Institut für Mathematik - Chairs - Mathematical Statistics

Mathematical statistics deal with the development of procedures, which allow for inference for a distribution based on random empirical data which are drawn from that distribution; e.g. in order to estimate certain properties of that distribution or to check some assumptions on the distribution. Furthermore, the quality of such procedures is investigated. For instance, this can be carried out by calculating the risk, i.e. the expected distance between the estimator and the true quantity to be estimated. In general, statisticians try to discover procedures which minimize that risk. Most frequently, this minimization is studied from an asymptotic viewpoint, i.e. the number of observations is assumed to tend to infinity.
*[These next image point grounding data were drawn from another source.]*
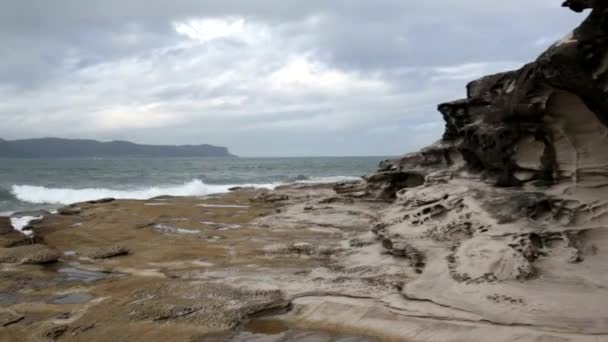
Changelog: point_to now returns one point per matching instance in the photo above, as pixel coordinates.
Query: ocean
(46, 184)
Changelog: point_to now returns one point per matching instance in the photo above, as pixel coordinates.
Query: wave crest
(44, 195)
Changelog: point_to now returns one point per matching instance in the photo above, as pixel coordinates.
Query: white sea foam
(40, 194)
(196, 187)
(21, 222)
(331, 179)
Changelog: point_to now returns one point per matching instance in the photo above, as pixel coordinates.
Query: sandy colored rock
(29, 254)
(69, 211)
(108, 252)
A major field of our research is nonparametric statistics where the target distribution is not uniquely described by finitely many real-valued parameters but must be modelled as a function (for example, density estimation and regression analysis). We focus on measurement error models where the data are contaminated by additional random effects. The reconstruction of the original target function represents a statistical inverse problem; in many cases it leads to a deconvolution problem.
Stochastic processes, i.e. the collection of several random variables, e.g. random functions, occur in many statistical problems. For instance, in some models, one can construct Ito processes, whose observation is asymptotically equivalent to some corresponding curve estimation problems (in LeCam's sense). Also, the data themselves can be modelled as stochastic processes when the true data are extremely high-dimensional. Moreover, many dependent financial data can be seen as a time series (e.g. GARCH models) so that statistical methods are applicable.